Top 10: Cars most vulnerable to keyless theft
The number of stolen cars in the first quarter of 2019 hit its highest level since 2012 - with criminals exploiting a vulnerability in keyless entry and start systems to steal vehicles.
So-called relay thefts happen when one thief stands close to a vehicle holding a special device that can be bought online. A second criminal stands close to the door of the owner's house, holding a second relay device. This picks up a signal from the car's key at the other side of the door, relaying it to the second device and fooling the car into thinking its key is within close proximity, allowing the criminals to get in it and drive away without the key fob.
Independent security experts Thatcham Research has named and shamed the 10 cars that are most at risk from keyless theft. These ratings are based on a series of security tests encompassing physical and digital security.
The Kia ProCeed is a a sleek and desirable shooting brake, with the brand's Smart Entry System standard across the range.
When the Kia ProCeed was award a poor security rating, a spokesperson said: “Thatcham has not communicated with us on this testing procedure and has not outlined how this rating was achieved.”
Toyota Corolla Hybrid
The Toyota Corolla is a hybrid alternative to the Ford Focus. We rate it highly, but Thatcham has warned that it's easily stolen using a relay device.
Fortunately keyless entry is easily avoided on the Corolla - only Excel models get the firm's Smart Entry system.
The new Mazda 3 is a really good alternative to the Ford Focus, Honda Civic and Volkswagen Golf.
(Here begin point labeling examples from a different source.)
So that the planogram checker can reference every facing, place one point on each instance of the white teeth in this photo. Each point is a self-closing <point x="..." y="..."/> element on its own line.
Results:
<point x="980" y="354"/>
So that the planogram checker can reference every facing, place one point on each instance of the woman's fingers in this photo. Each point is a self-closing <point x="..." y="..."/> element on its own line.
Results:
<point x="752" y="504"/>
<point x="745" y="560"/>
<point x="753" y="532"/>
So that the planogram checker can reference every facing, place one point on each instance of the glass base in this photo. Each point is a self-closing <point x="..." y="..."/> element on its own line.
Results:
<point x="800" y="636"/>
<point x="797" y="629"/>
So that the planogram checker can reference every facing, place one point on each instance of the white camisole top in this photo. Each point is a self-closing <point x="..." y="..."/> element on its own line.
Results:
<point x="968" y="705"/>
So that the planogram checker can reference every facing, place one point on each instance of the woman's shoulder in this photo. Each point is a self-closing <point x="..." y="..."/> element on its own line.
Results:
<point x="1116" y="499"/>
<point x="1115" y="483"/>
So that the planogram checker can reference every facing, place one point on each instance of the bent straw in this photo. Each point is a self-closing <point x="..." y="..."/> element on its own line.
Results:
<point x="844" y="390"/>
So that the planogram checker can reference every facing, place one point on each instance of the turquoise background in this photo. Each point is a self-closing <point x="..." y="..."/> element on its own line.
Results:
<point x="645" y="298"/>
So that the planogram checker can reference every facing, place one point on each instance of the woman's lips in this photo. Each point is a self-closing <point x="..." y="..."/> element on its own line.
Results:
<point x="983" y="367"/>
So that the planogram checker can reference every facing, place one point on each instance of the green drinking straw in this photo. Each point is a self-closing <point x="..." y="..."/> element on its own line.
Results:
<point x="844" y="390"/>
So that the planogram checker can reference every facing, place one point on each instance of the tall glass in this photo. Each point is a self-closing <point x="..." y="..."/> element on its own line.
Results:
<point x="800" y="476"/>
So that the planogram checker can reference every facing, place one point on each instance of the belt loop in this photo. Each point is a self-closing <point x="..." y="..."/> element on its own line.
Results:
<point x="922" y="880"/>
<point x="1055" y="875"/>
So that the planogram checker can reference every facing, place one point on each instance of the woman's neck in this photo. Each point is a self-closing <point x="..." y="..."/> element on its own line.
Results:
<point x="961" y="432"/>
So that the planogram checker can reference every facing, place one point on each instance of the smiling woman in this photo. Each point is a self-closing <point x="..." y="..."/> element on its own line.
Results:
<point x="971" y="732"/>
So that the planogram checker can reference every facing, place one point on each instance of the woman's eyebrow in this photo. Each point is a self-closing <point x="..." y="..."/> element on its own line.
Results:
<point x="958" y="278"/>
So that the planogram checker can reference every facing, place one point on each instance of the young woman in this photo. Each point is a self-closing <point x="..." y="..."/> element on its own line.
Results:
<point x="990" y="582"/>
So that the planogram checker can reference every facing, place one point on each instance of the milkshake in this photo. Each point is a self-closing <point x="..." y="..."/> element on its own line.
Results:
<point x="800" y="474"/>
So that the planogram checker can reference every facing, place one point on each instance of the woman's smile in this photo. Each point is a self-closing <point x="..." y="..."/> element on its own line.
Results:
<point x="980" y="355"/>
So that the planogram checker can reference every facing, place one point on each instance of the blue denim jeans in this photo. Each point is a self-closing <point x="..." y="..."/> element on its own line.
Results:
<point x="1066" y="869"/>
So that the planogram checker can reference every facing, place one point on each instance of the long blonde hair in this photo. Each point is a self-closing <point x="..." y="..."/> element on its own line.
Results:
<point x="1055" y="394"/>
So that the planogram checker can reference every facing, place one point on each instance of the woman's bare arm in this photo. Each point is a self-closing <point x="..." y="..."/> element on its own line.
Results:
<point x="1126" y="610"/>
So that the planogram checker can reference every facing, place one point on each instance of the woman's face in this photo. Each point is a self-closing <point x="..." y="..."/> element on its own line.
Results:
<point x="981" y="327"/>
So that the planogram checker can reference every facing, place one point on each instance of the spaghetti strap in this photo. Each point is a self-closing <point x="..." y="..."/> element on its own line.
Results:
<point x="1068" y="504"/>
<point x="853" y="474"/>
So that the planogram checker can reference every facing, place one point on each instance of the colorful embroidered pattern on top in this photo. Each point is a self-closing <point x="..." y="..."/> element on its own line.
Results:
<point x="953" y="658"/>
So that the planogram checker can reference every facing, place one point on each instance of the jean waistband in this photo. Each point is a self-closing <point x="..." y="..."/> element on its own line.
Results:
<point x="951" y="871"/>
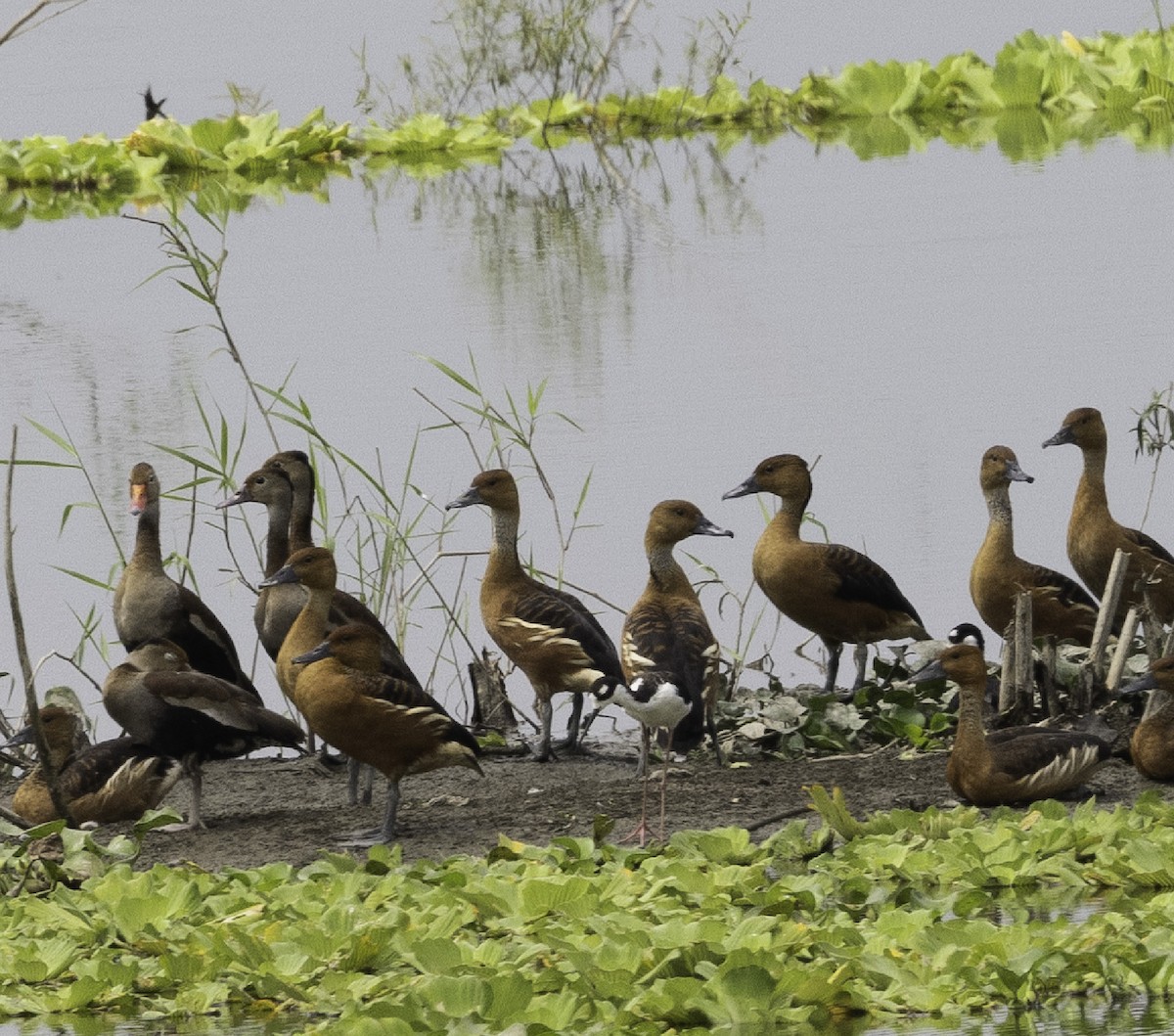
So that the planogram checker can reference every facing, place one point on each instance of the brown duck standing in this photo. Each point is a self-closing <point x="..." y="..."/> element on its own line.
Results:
<point x="101" y="784"/>
<point x="286" y="485"/>
<point x="1093" y="534"/>
<point x="1016" y="764"/>
<point x="151" y="605"/>
<point x="547" y="633"/>
<point x="169" y="707"/>
<point x="1061" y="607"/>
<point x="836" y="592"/>
<point x="1151" y="744"/>
<point x="388" y="724"/>
<point x="666" y="630"/>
It was named the most popular Family Car at the 2019 Honest John Awards.
However, it's also likely to prove popular with thieves. Smart Keyless Entry is standard on all models but the entry-level SE-L.
The Hyundai Nexo is a £65,995 hydrogen-powered SUV, capable of being topped up with hydrogen in five minutes and covering 414 miles between refills.
It features keyless entry and go as standard, which makes it too easy to steal, says Thatcham.
The Suzuki Jimny isn't available with keyless entry - but it's still the only car so far to be given an 'unacceptable' security rating by Thatcham.
“This car falls well below expectation, scoring consistently poorly across all criteria, and missing some fundamental security features that consumers might rightly expect should be fitted," said Thatcham's chief technical officer Richard Billyeald.
DS 3 Crossback
The DS 3 Crossback is a new small crossover from Citroen's premium DS brand. A replacement for the DS 3, the Crossback starts at £21,555, while top-spec versions are more than £30,000.
Keyless entry and start is standard across the DS 3 Crossback range. Stand within 1.5m of the car and it'll unlock itself, and clever door handles will emerge allowing you to open any of the four doors.
Unlike many of the cars featured here, the Lexus UX doesn't feature keyless entry and start as standard. You'll need to opt for a top-spec Takumi model for the brand's Smart Keyless Entry system, or pay for the Premium Plus Pack.
That's not enough to satisfy Thatcham, though. The premium small SUV has been given a poor security rating.
Toyota takes a bit of beating in these Thatcham security tests - with two of the 10 vehicles rated so far wearing the Toyota badge, as well as the Lexus UX.
The RAV4 is a reliable and practical SUV, but it comes with Smart Entry standard across the range apart from the entry-level Icon. That makes it vulnerable to car thieves.
The Volvo S60 is one of the most desirable premium car on sale, thanks to its classy looks and upmarket interior.
Unfortunately, it's also desirable to criminals, and keyless entry and start is standard across the range. Without it, Thatcham says it'd achieve a 'superior' security rating.
Ford is tackling the issue of car thefts by fitting its keyless fobs with a motion detector. This detects when the fob has been stationary for 40 seconds and triggers a sleep mode, which can't be awoken by a relay device.
It's only available on the Focus and Fiesta at the moment, though, which has led to the venerable Mondeo being given a 'poor' security rating by Thatcham.